A ida do ministro interino da Saúde, Eduardo Pazuello, em uma manifestação pró-governo, participando de aglomeração pública em meio à pandemia do novo coronavírus, representa a derrota final da ciência no governo Jair Bolsonaro.
Agora, após a demissão de dois médicos do Ministério da Saúde, o que vale é a ordem do chefe a um militar que assumiu o cargo mais importante do governo, já que vivemos no contexto da maior crise sanitária dos últimos cem anos.
O gesto de Pazuello de se juntar ao protesto neste domingo, 24, acontece pouco depois de o país chegar ao posto de segundo colocado no número de casos diagnosticados de Covid-19 no mundo. Se soma com a publicação, na semana passada, do protocolo que libera o uso da cloroquina em todos os pacientes com os sinais da doença.
O ministro interino não verbalizou, mas revelou, com a ida ao protesto, ser contra a recomendação da Organização Mundial da Saúde (OMS) de isolamento social. Pazuello já havia se mostrado contrário à necessidade de comprovação científica para a liberação de um medicamento.
Para além da possível ineficácia contra o coronavírus, o uso indiscriminado da cloroquina contra a Covid-19 tem gerado preocupação em setores da medicina e da ciência diante dos efeitos colaterais identificados em alguns pacientes, como paradas cardíacas.
Nos dois casos, Pazuello reflete o pensamento do presidente Jair Bolsonaro, que dobrou a aposta neste fim de semana no que diz respeito ao seu ideário de governar somente pelo embate político.
Antes de participar do ato com cartazes antidemocráticos contra o Supremo Tribunal Federal, Bolsonaro postou uma crítica velada ao ministro Celso de Mello, decano da corte, que decidiu pela divulgação do vídeo da desastrosa reunião ministerial do dia 22 de abril.

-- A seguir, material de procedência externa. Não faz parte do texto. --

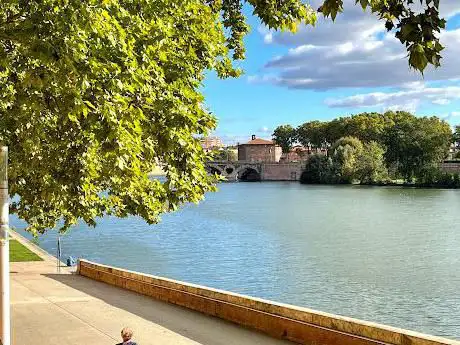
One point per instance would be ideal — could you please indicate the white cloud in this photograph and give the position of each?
(354, 51)
(265, 130)
(441, 101)
(404, 99)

A postagem em uma rede social trazia um artigo da lei de abuso à autoridade. A ideia é a de suspeição do magistrado na condução da investigação sobre a tentativa de interferência política na Polícia Federal, denunciada pelo ex-ministro da Justiça Sérgio Moro.
O presidente seguiu então para uma manifestação, desta vez usando ostensivamente o aparato da presidência: helicóptero para sobrevoar os seus apoiadores, apesar de a distância entre o Palácio do Alvorada, onde mora, e o ato pró-governo ser de menos de quatro quilômetros.
Bolsonaro passeou entre os manifestantes e descumpriu de novo todas as recomendações médicas das autoridades sanitárias mundiais. Como se não bastasse em apenas 24 horas, fez uma live na qual disse que o ministro da Defesa, Fernando Azevedo e Silva, sabe “fazer valer as forças armadas” e que “o melhor exército é o povo”.
Enquanto parte novamente para o embate e o confronto entre os poderes da República, o presidente começa a semana com uma dolorosa derrota política. Donald Trump, escolhido como aliado preferencial, cumpriu o que prometeu e proibiu a entrada nos EUA de não americanos que estiverem no Brasil. Trump fechou as portas.
A ideia de que o país poderia virar um pária já vinha sendo apontada por diplomatas. A gestão e a sinalização do governo, que agora ganha o reforço do ministro interino da Saúde, tem feito um estrago para além da ciência em meio à pandemia.
Há uma crescente fuga do capital estrangeiro. Em março, o país registou um recorde: a maior retirada de investidores desde 1995, como informa o Estado de S.Paulo nesta segunda, 25. É o governo federal, de uma vez só, se opondo, sem pudor, à ciência, à política e à economia.